また、デニムの楽しみ方自体も変化しています。以前はジャストサイズで穿くのが主流でしたが、最近では、ジャストサイズだけでなく、あえて大きめのサイズを選び、ベルトで絞って楽しむスタイルも少しずつ広がってきています。同じ501でも、サイズの選び方ひとつでまったく異なる表情を楽しめるようになったのは、近年の大きな変化だと感じています。
さらに近年は、「ボロ」と呼ばれるダメージやリペア跡のある個体にも注目が集まっています。
以前は、コンディションの良い個体ほど価値が高いという考え方が一般的で、ダメージはマイナスに捉えられることも少なくありませんでした。もちろん、その価値観は今でも変わりません。
一方で近年では、リペア跡やダメージも、その一本だけが持つ個性やストーリーとして評価されるようになり、特に若い世代を中心に人気が高まっています。
現代のブランドでもダメージや色落ちを加工で表現することはありますが、ヴィンテージには実際に当時の労働者が長い年月をかけて着込んできた背景があります。
価値を見極める「3つのポイント」
――ヴィンテージデニムに興味を持った方が、「これは価値があるかもしれない」と見分けるポイントはありますか?
リーバイスであれば、まずチェックしていただきたいポイントがいくつかあります。
代表的なのは、右バックポケットに付いている赤いタブです。現行品の多くは「e」が小文字ですが、ヴィンテージには「E」が大文字の、いわゆる「ビッグE」が採用されている年代があります。

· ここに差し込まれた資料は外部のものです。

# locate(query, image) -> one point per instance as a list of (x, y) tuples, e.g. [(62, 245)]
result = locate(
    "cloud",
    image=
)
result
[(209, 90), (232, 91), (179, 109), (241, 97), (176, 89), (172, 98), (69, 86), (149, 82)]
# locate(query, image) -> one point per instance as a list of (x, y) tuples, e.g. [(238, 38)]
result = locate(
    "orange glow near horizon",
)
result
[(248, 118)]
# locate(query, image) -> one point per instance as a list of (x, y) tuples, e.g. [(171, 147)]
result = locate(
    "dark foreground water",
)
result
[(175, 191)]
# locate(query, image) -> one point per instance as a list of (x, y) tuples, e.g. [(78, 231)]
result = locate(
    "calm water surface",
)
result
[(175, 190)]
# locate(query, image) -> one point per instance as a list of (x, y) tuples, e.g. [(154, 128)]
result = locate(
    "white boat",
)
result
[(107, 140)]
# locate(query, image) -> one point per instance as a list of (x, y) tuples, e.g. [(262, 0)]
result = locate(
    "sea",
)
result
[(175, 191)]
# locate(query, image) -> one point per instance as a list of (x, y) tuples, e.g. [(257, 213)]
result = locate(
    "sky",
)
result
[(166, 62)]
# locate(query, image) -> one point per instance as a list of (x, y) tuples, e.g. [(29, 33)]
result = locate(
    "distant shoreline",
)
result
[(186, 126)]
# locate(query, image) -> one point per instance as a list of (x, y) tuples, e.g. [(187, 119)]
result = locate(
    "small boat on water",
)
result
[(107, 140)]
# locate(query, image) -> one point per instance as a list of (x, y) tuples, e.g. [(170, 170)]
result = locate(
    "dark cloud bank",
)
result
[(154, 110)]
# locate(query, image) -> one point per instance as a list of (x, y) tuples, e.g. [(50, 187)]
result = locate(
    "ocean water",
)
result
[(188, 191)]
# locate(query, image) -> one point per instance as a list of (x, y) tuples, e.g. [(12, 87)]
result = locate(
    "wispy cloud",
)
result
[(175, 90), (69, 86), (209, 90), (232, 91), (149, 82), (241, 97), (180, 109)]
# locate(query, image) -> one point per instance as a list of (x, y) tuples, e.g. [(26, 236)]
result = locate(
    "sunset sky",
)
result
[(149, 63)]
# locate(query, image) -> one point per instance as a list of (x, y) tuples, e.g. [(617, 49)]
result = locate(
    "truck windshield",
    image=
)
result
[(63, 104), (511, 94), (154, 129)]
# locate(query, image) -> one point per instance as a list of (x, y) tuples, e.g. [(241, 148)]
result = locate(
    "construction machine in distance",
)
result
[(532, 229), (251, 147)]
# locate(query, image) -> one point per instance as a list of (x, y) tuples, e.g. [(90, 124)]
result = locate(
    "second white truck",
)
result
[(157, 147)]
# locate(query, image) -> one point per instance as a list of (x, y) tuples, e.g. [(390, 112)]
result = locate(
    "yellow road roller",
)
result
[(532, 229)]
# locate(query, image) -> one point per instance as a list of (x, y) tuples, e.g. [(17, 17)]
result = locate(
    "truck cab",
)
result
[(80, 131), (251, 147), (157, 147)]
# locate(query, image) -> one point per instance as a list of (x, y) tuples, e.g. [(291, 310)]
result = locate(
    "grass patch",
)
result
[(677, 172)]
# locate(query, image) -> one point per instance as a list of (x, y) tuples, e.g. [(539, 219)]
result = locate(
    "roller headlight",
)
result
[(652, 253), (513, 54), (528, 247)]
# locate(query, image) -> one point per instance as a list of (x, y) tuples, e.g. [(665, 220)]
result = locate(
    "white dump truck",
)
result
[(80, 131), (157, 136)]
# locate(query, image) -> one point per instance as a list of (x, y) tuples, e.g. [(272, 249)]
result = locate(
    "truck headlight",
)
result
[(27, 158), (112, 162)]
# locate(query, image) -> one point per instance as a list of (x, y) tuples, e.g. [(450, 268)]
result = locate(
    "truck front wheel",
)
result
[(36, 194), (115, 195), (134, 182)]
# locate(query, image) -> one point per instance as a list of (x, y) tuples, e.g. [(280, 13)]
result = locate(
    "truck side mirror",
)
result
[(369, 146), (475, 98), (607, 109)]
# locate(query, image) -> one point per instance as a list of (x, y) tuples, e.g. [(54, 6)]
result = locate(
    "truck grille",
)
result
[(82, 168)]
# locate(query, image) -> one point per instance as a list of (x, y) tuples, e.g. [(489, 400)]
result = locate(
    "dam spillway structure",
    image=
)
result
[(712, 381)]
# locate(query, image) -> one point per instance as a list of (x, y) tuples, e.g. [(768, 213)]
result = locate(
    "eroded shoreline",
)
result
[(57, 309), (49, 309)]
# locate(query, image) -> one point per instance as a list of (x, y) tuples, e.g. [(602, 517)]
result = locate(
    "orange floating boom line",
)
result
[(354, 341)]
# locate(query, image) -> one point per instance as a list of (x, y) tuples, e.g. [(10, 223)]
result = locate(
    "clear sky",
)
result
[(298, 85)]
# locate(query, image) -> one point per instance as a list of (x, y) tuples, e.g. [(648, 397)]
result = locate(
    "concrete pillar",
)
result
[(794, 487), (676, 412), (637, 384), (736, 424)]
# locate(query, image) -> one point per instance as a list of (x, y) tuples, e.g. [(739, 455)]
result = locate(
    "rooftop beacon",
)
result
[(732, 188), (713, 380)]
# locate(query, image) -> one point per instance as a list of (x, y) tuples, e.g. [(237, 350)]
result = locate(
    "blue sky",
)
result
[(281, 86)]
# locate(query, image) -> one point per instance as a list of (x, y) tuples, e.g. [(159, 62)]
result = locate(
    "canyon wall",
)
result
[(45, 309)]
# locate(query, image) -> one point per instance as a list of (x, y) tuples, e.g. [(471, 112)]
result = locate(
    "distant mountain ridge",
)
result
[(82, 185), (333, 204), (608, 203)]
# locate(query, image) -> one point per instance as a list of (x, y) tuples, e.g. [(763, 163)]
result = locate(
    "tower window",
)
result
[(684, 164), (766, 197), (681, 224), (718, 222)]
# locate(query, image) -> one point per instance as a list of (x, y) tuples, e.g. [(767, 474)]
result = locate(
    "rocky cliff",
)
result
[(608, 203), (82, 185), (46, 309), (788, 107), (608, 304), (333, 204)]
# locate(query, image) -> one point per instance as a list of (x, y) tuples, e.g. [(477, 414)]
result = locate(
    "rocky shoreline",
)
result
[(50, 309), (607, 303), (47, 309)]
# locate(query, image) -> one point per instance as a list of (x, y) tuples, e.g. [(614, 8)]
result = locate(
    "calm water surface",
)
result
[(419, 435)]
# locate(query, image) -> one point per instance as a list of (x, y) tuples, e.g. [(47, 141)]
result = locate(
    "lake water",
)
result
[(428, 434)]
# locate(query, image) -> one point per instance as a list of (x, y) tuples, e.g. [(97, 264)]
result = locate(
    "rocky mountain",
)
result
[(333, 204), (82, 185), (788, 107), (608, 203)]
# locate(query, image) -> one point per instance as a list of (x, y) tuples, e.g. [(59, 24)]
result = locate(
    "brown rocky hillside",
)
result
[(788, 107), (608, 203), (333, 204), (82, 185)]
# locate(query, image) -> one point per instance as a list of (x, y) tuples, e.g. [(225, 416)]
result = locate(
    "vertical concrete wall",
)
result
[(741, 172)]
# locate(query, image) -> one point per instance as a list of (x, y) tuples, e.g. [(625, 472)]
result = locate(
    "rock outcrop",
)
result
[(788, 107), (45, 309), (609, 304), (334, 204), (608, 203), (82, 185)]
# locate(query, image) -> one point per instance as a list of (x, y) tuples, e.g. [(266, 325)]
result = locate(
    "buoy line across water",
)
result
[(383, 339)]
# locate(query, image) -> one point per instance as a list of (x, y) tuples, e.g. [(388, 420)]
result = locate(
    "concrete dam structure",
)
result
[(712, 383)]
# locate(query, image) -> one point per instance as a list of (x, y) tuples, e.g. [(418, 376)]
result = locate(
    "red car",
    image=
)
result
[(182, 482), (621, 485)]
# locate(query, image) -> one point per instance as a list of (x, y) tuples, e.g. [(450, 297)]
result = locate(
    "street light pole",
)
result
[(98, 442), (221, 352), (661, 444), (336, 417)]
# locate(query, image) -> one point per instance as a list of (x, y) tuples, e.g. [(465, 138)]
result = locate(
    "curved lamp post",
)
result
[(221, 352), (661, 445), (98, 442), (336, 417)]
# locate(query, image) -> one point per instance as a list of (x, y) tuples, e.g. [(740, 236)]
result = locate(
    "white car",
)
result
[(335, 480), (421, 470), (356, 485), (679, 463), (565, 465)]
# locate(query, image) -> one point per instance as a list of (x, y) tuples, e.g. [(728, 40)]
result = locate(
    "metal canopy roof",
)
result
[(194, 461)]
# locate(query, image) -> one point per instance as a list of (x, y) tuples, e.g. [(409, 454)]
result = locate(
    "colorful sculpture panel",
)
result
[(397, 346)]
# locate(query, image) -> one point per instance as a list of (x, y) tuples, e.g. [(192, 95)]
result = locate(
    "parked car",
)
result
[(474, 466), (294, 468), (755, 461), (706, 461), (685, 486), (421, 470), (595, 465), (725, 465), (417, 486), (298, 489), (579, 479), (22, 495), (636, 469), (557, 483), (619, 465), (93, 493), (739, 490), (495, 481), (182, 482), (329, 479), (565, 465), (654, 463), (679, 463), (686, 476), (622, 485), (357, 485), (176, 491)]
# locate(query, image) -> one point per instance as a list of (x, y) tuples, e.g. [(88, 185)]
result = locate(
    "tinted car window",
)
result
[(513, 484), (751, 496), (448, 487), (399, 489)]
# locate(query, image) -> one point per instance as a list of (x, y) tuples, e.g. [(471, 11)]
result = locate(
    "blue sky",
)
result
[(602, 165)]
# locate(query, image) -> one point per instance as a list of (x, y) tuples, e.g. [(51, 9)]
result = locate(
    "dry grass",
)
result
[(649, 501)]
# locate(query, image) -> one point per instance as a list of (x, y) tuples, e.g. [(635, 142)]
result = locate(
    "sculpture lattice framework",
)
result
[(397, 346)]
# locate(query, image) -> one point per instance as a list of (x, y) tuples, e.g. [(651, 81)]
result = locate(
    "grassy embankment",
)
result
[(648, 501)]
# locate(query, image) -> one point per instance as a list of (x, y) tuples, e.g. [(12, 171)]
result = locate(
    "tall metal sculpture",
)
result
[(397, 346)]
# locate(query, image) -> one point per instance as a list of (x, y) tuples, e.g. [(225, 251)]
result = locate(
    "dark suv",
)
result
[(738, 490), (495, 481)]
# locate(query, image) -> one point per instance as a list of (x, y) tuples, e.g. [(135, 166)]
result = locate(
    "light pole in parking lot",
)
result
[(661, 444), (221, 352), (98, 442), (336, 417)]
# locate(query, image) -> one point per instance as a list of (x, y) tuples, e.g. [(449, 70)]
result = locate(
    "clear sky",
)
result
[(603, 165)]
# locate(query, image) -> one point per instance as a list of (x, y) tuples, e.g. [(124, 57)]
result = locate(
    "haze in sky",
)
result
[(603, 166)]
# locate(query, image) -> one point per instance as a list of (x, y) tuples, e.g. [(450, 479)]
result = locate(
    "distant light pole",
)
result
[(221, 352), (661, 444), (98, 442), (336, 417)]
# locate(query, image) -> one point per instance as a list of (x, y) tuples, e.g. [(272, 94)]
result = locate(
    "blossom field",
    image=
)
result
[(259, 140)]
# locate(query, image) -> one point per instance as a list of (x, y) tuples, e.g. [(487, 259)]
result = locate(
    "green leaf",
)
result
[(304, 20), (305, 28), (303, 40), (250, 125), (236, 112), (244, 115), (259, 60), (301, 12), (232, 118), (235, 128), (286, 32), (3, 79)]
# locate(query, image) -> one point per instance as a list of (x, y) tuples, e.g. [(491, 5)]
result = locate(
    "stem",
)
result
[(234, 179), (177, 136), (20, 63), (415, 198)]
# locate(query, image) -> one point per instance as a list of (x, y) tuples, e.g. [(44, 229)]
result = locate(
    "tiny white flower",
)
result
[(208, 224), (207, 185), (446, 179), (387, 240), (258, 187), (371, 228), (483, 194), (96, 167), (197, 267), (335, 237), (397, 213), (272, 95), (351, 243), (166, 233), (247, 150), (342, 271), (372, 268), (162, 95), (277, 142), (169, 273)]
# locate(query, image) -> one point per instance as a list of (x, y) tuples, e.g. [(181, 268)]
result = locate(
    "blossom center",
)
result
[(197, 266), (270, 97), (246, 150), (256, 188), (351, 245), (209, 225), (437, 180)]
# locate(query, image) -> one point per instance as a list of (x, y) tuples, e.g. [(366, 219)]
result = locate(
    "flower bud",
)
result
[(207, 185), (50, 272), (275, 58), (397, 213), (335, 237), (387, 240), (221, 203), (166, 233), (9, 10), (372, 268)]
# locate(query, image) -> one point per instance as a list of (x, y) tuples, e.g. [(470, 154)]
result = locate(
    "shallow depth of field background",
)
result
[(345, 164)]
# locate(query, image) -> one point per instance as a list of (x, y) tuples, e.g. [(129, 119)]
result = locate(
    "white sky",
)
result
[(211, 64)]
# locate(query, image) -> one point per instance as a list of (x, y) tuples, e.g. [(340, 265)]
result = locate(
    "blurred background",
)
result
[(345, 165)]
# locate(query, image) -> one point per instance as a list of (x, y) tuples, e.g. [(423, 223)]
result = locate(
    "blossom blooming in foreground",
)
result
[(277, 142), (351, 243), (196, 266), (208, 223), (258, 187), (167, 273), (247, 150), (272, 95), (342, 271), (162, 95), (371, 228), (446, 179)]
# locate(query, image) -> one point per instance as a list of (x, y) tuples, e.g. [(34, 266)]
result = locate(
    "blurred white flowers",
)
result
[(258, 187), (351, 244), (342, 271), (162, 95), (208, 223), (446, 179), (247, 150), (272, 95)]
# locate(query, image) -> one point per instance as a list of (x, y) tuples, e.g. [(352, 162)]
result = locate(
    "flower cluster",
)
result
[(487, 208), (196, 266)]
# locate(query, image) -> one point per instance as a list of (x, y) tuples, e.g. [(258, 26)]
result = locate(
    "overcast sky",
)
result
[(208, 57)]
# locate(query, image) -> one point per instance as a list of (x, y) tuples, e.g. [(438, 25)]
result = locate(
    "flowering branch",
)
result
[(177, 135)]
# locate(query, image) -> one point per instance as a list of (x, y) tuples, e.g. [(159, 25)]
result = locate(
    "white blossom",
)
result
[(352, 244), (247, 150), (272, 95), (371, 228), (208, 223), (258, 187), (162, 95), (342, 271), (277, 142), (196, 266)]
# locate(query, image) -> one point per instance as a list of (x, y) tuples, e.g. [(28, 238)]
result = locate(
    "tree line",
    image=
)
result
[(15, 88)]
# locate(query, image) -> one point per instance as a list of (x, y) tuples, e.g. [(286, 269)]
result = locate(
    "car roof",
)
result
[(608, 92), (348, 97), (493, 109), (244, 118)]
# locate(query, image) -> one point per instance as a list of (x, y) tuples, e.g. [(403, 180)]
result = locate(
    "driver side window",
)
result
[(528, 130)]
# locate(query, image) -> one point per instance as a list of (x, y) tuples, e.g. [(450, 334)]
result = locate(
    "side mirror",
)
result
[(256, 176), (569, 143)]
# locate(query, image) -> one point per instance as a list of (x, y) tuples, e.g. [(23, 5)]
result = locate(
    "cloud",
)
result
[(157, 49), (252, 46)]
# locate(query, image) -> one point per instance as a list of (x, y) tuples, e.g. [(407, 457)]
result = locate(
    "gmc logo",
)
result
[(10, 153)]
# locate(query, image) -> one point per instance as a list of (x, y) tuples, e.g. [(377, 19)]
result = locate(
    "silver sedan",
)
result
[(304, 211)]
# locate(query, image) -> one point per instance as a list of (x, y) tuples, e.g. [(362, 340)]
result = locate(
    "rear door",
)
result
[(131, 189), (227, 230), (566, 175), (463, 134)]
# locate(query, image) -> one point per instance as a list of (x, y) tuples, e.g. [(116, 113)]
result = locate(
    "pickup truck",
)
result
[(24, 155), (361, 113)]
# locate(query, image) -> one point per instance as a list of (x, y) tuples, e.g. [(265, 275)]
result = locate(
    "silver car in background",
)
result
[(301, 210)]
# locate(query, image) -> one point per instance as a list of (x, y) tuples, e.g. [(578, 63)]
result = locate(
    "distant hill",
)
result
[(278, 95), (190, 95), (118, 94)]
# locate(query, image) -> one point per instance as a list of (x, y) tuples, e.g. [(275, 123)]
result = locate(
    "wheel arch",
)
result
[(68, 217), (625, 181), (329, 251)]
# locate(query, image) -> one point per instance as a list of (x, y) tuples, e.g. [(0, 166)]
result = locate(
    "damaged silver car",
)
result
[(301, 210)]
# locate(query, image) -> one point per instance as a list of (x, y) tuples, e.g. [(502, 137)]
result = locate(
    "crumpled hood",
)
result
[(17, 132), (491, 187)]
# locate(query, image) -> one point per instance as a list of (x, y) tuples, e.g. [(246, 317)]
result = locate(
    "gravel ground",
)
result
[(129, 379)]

ただし、復刻モデルにもビッグEが使われているものがあるため、それだけでヴィンテージと判断できるわけではありません。ほかのディテールとあわせて確認することが大切です。
もう一つは、裾を裏返したときに見える生地の端、いわゆる「セルビッチ(耳)」です。
特に1980年代前半頃までのリーバイスには、「赤耳」と呼ばれる、白い生地の端に赤いラインが入ったセルビッチが使われているものがあります。もちろん、それだけで価値が決まるわけではありませんが、ヴィンテージかどうかを見分ける代表的なポイントの一つです。
また、ボタンの裏側に刻印された数字やアルファベットも重要な手がかりになります。
例えば「6」や「J」といった刻印が入っているものがあり、製造された工場を判別するための情報として知られています。赤タブやセルビッチなど、ほかのディテールとあわせて見ることで、おおよその年代や仕様を判断することができます。
私たちから見ると、一本のデニムには年代や仕様、作られた背景など、本当に多くの情報が詰まっています。そうした違いが少しずつ分かるようになると、ヴィンテージデニムはもっと面白く感じられるはずです。
もちろん、最初から何十万円、何百万円もする一本を選ぶ必要はありません。1~2万円、あるいは5万円前後でも魅力的なヴィンテージはたくさんあります。
まずは気軽に一本手に取って、その背景やストーリーも含めて楽しんでいただけたら嬉しいですね。